Some of the persistent errors highlighted by Teachingscienceinallweathers (and others, including @DrDav, @HRogerson and @miss_m_w) are:
1. The formula for kinetic energy is given as “0.5 x mass x (acceleration)^2” instead of “0.5 x mass x (velocity)^2” [p.37]
2. The formula for weight is given as “gravity force = mass x gravity constant” instead of using the correct scientific terminology of “weight = mass x gravitational field strength”. As Teachingscienceinallweathers points out, the magnitude of gravitational field strength is anything but a “gravity constant”, even near to the Earth’s surface. Similarly, stating that “potential energy = mass x height x gravity constant (g)” [p.37] invites confusion between the constant “big G” the Universal Gravitational Constant (which is genuinely a constant) and “little g” which, as noted above, is not.

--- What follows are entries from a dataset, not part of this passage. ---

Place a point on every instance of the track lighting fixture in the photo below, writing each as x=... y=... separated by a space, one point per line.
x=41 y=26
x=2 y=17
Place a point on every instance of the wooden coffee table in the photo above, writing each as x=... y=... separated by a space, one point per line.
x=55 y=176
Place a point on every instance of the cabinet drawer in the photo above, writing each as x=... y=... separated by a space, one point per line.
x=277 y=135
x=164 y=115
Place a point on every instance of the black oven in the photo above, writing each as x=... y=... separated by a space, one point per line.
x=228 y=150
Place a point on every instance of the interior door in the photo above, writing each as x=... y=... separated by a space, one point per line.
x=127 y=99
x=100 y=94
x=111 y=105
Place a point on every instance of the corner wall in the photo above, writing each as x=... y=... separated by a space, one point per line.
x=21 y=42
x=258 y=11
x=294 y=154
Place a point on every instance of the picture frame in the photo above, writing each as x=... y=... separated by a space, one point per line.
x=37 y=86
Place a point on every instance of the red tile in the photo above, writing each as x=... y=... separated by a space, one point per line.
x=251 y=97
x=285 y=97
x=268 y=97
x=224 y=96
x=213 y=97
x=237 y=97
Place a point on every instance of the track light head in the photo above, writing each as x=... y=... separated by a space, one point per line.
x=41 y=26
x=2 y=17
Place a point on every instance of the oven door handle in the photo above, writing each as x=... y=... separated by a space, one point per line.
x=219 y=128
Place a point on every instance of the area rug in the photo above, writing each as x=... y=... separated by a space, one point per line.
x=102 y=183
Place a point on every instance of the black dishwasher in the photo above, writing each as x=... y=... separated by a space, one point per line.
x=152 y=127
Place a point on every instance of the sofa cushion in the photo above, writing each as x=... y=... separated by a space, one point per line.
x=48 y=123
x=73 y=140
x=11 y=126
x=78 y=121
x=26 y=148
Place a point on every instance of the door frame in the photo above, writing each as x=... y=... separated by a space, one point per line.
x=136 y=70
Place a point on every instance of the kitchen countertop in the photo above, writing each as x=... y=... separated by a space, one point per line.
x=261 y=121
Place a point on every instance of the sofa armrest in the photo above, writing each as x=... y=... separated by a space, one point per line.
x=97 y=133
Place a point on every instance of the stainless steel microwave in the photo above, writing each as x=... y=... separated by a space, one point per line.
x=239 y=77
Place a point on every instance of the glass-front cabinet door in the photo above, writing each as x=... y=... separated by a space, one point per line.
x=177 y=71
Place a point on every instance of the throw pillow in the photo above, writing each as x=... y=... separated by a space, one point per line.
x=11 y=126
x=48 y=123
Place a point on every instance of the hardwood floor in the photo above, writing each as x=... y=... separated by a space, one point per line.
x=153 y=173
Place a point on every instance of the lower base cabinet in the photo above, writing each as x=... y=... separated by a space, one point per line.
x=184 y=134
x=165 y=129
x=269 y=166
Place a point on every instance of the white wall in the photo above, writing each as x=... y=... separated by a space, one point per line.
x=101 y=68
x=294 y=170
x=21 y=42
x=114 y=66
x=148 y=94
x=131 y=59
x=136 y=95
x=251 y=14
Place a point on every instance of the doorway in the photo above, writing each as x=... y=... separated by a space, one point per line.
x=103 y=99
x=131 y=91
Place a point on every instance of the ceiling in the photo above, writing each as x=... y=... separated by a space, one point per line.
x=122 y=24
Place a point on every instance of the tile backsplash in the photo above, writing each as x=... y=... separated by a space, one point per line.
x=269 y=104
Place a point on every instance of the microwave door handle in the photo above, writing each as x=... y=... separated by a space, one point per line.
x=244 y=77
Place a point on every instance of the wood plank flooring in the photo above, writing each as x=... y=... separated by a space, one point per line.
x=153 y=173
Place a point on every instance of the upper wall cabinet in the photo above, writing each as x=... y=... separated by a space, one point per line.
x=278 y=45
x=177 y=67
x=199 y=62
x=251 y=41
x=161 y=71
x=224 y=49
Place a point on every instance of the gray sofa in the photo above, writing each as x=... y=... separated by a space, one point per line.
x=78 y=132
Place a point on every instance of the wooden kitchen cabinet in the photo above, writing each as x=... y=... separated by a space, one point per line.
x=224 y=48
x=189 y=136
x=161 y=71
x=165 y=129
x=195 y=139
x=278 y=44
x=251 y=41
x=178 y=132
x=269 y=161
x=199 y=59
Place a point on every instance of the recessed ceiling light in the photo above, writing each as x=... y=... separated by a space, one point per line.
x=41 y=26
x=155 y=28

3. “Charge flow = current x time” [p.37]: the phrase “charge flow” is confusing in this context. Very often, the phrase “flow of charge” is used as a synonym for “current”. I would argue that “Charge transferred = current x time” would be preferable in this case.
4. “Interpret enclosed areas in distance-time and velocity-time graphs” [p.32]: the area enclosed by a velocity-time graph represents the change in displacement; the area enclosed by a distance-time graph represents . . . erm, nothing with any physical significance, as far as I know.
I would argue that the writers of science examination questions and science specifications have tended towards the prolix over the last two decades, and I, for one, would welcome the return to the more concise but rigorous style of writing of yesteryear when an exam question could begin “A monochromatic ray of light is incident on a plane mirror at an angle of 30 degrees to the normal…” and students were expected to draw an appropriate diagram because the language was clear, formal and unambiguous.
That may indeed have been the intention of the National Curriculum writers, but they are some way from achieving it. In fact, this document is nowhere close.
My own personal bête noire is:
explain with examples that motion in a circular orbit involves constant speed but changing velocity (qualitative only) [p.31]
There is no indication that the writers intend to restrict the meaning of orbit to the celestial sense, and so it seems that it refers to motion on a circular path in general. And therein lies the problem: it might be true in cases where the radius and angular velocity are constant, but the writers do not specify this. Are they considering the motion of an object whirled on a string? Motion in a vertical circle? Motion in a horizontal circle? They don’t say. It is a fair generalisation to say that it is hard to set up motion in a vertical circle that features uniform speed without variable torque to compensate for the transfer of k.e. to g.p.e. and vice versa.
“Explanations of circular motion restricted to examples involving constant speed to introduce the concept of centripetal acceleration as a result of changing direction of velocity” is far from perfect but is, I think, more useful than the original.
In short, those who call for rigour should display rigour.